Alapfogalmak
An efficient method for searching the space of linear utility functions to approximate the Pareto front in multi-objective reinforcement learning problems.
Kivonat
The content describes a method for efficiently solving multi-objective reinforcement learning (MORL) problems by decomposing the problem into a set of scalar reinforcement learning sub-problems. The key aspects of the proposed approach, named UCB-MOPPO, are:
-
Decomposition of the MORL problem into scalar RL sub-problems:
- The overall scalarisation weight simplex is decomposed into K sub-spaces.
- A separate policy is trained for each sub-problem by conditioning it on scalarisation vectors sampled from the associated sub-space.
- This two-layer decomposition allows different policies to specialise in different sub-spaces of the scalarisation vector space.
-
Scalarisation-vector-conditioned Actor-Critic:
- Both the policy network and the value network are conditioned on the scalarisation vector.

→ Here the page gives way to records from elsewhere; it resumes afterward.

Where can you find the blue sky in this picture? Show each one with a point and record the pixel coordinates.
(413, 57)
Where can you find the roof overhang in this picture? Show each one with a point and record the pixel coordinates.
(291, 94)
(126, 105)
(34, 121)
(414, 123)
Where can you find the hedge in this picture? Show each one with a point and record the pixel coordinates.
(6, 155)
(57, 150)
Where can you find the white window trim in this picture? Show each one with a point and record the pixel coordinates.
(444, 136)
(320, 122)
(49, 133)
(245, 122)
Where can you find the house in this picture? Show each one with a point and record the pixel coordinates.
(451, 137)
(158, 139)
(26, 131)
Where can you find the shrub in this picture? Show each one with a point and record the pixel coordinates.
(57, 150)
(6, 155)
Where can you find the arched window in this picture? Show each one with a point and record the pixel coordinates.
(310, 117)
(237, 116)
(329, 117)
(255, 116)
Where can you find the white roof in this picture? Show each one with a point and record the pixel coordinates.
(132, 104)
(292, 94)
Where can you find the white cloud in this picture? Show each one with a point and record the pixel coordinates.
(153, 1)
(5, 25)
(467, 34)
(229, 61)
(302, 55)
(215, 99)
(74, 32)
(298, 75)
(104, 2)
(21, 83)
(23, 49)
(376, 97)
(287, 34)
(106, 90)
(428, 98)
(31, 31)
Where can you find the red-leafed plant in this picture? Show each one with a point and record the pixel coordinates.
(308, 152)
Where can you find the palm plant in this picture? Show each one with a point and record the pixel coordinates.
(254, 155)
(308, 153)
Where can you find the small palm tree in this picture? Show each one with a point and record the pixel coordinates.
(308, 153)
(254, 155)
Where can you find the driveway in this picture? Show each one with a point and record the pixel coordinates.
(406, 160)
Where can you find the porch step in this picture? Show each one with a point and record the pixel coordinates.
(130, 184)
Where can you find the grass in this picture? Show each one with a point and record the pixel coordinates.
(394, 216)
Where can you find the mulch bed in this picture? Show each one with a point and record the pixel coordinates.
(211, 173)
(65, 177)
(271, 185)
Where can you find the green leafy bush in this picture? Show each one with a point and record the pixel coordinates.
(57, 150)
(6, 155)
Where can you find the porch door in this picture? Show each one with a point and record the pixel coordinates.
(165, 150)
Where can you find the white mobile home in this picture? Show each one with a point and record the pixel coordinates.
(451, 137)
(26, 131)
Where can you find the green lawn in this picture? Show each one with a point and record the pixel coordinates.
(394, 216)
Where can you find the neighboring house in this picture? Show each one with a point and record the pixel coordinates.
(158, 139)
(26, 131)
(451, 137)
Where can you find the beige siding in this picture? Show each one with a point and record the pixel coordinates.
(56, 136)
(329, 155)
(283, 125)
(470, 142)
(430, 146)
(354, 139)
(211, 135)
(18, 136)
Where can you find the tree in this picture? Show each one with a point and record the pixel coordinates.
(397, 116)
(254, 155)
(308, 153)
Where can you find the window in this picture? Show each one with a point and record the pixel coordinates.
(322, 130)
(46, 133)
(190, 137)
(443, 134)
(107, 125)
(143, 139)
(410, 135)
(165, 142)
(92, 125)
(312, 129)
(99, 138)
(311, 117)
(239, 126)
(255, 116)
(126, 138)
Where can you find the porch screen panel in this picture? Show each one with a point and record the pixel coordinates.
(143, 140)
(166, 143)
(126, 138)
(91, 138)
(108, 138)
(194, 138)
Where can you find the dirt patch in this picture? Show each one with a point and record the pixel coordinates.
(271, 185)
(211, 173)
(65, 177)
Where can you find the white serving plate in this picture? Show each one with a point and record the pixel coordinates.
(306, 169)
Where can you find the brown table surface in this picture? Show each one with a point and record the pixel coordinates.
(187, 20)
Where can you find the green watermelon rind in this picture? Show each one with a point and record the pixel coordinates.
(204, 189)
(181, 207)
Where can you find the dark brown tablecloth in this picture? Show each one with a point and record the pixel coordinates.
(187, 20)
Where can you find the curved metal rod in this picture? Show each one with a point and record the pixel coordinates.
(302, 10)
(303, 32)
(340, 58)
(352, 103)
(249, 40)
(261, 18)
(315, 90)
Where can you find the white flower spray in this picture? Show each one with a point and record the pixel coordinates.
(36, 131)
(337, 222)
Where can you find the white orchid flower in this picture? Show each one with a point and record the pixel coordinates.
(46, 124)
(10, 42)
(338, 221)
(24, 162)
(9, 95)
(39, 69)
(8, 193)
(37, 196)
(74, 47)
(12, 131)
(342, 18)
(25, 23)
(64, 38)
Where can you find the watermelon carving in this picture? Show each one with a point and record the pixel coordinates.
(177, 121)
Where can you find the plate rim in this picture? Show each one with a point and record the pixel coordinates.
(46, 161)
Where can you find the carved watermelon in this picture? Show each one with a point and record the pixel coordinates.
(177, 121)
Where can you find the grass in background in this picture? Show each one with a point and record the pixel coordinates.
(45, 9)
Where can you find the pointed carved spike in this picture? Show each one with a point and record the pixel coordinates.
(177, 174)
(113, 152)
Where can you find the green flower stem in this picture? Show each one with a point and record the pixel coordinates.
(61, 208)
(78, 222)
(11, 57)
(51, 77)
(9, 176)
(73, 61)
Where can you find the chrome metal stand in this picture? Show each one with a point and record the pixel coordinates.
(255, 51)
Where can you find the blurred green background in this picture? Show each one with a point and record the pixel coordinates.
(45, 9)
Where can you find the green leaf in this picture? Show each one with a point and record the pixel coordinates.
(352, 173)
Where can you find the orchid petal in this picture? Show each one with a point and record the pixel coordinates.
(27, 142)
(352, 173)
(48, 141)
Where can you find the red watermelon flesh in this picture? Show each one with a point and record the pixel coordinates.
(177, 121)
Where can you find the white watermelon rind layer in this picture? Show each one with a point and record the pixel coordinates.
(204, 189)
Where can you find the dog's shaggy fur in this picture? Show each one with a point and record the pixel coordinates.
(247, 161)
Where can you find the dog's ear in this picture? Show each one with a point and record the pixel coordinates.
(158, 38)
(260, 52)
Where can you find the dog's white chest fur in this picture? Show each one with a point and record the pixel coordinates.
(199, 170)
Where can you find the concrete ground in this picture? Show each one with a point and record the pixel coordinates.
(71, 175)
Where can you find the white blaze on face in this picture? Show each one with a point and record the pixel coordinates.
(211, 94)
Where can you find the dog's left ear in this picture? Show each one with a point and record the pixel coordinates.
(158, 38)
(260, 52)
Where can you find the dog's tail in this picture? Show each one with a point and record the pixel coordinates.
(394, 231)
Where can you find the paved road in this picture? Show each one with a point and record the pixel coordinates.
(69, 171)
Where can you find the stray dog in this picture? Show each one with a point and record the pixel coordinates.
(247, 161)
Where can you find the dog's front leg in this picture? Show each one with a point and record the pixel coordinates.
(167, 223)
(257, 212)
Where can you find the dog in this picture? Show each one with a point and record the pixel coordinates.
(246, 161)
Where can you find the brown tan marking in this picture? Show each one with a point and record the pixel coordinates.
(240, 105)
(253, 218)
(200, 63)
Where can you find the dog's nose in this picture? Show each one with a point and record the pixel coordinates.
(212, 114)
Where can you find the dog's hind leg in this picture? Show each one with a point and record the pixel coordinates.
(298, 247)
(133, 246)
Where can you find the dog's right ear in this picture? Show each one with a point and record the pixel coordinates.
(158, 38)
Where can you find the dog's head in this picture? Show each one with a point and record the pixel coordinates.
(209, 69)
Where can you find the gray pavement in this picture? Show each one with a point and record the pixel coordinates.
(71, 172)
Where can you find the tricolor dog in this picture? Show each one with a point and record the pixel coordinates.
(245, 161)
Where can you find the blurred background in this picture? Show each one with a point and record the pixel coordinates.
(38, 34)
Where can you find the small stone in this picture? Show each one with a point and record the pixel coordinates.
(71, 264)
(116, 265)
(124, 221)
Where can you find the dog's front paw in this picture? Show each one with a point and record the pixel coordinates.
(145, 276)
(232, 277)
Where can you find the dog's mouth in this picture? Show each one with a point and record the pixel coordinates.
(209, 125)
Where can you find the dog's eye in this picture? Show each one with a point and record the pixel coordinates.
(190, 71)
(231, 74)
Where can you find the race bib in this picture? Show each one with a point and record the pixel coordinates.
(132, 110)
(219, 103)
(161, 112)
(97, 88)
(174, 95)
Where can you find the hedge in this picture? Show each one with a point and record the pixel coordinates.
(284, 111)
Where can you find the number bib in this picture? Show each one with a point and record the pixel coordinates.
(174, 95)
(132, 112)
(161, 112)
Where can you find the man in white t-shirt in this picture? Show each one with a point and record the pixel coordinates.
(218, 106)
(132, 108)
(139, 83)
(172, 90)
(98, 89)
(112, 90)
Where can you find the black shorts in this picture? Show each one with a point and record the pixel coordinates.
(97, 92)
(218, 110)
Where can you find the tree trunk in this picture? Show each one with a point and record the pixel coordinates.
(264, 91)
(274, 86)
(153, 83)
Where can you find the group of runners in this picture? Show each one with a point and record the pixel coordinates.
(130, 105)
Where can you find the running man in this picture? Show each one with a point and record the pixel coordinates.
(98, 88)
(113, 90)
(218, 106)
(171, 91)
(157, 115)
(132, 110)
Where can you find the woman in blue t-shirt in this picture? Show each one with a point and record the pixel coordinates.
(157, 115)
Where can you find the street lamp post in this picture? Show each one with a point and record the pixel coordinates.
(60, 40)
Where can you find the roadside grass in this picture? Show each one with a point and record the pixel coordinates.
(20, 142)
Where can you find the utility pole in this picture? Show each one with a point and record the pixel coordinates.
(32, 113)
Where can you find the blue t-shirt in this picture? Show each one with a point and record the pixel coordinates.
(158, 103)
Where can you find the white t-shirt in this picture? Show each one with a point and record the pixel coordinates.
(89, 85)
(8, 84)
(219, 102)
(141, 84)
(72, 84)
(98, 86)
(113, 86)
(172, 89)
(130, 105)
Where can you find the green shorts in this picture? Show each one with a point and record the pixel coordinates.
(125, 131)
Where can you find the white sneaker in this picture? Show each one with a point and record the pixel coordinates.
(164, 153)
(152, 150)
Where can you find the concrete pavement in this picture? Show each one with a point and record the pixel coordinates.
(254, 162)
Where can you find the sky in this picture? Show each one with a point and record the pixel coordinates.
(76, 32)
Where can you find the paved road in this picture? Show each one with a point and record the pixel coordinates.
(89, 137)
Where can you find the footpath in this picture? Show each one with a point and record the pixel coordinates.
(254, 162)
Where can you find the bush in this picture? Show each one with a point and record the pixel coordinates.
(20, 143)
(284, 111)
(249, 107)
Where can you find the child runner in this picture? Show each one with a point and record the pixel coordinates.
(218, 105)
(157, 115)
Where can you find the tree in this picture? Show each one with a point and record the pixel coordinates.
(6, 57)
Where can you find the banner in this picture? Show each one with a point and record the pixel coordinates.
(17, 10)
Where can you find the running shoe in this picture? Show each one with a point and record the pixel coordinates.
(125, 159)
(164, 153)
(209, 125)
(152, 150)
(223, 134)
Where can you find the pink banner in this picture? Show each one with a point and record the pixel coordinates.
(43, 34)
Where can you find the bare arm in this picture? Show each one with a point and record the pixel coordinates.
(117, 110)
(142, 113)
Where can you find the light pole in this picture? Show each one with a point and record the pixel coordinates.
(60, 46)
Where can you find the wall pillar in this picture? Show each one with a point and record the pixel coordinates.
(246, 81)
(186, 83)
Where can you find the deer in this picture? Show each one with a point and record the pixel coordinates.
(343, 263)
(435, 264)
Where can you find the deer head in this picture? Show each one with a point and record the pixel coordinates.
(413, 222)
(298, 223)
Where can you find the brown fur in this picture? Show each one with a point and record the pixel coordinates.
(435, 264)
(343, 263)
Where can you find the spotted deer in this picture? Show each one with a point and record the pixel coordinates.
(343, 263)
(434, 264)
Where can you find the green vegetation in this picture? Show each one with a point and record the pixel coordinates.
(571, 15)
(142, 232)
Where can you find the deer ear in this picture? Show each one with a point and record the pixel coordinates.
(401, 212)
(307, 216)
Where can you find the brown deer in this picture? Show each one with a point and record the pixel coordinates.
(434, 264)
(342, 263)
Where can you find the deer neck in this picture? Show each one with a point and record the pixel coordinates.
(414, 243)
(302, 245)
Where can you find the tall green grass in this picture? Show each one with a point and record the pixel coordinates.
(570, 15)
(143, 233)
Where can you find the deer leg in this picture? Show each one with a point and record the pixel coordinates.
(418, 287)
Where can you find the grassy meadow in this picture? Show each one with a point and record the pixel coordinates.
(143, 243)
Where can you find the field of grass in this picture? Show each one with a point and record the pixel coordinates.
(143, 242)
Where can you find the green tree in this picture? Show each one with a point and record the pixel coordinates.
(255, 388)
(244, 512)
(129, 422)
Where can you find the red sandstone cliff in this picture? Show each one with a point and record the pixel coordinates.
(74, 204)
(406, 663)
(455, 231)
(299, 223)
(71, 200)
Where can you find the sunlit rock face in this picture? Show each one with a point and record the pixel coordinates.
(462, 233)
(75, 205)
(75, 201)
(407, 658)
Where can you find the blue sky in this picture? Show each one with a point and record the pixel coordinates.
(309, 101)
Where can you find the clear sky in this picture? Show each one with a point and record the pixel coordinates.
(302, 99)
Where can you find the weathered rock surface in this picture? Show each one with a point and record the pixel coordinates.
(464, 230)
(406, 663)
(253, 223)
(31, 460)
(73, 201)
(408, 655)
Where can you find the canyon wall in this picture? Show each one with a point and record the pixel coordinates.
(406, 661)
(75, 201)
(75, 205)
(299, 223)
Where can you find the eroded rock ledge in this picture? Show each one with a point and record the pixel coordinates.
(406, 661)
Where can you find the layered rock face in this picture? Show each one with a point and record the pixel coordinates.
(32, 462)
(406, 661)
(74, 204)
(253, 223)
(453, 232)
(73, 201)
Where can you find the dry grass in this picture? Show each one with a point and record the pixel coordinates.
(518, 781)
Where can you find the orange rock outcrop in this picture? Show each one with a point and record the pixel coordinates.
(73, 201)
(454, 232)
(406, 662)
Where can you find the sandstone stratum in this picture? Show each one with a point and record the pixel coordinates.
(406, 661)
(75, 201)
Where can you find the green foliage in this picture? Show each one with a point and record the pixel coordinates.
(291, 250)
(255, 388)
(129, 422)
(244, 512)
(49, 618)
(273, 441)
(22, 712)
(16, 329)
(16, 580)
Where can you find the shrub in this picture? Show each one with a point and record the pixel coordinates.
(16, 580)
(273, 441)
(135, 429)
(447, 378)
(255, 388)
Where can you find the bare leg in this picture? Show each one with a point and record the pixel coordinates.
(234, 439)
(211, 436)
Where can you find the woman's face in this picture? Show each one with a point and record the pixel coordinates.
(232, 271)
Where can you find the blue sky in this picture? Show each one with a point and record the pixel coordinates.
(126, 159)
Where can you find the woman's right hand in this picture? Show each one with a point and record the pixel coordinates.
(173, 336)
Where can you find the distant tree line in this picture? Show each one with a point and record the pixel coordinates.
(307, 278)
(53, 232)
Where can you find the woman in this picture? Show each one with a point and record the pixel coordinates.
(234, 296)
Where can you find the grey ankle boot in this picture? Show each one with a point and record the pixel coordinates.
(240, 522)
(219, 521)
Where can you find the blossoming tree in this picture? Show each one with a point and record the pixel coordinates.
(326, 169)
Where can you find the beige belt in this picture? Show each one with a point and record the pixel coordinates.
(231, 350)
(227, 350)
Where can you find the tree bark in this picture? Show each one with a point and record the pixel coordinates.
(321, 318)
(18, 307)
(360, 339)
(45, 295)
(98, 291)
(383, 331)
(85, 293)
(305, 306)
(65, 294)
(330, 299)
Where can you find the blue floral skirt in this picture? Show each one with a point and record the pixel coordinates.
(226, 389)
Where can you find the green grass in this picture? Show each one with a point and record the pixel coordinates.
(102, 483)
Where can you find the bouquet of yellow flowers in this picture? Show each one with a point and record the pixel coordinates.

- This allows a single policy to express different trade-offs between objectives by generalising to a neighbourhood of scalarisation vectors.
-
Surrogate-assisted maximisation of CCS hypervolume:
- An acquisition function based on Upper Confidence Bound (UCB) is used to select the scalarisation vectors to train on from each sub-space.
- At each stage of the training process, the selected scalarisation vectors are those expected to maximise the hypervolume of the resulting Convex Coverage Set (CCS) the most.
The proposed UCB-MOPPO method is shown to outperform various MORL baselines on MuJoCo benchmark problems across different random seeds. It achieves significantly higher hypervolume than the PGMORL baseline, while requiring fewer policies to be maintained, making it suitable for resource-constrained environments.
Statisztikák
The content does not provide any specific numerical data or metrics. It focuses on describing the proposed UCB-MOPPO method and comparing its performance to baseline methods on MuJoCo benchmark problems.
Idézetek
The content does not contain any direct quotes that are relevant to the key logics.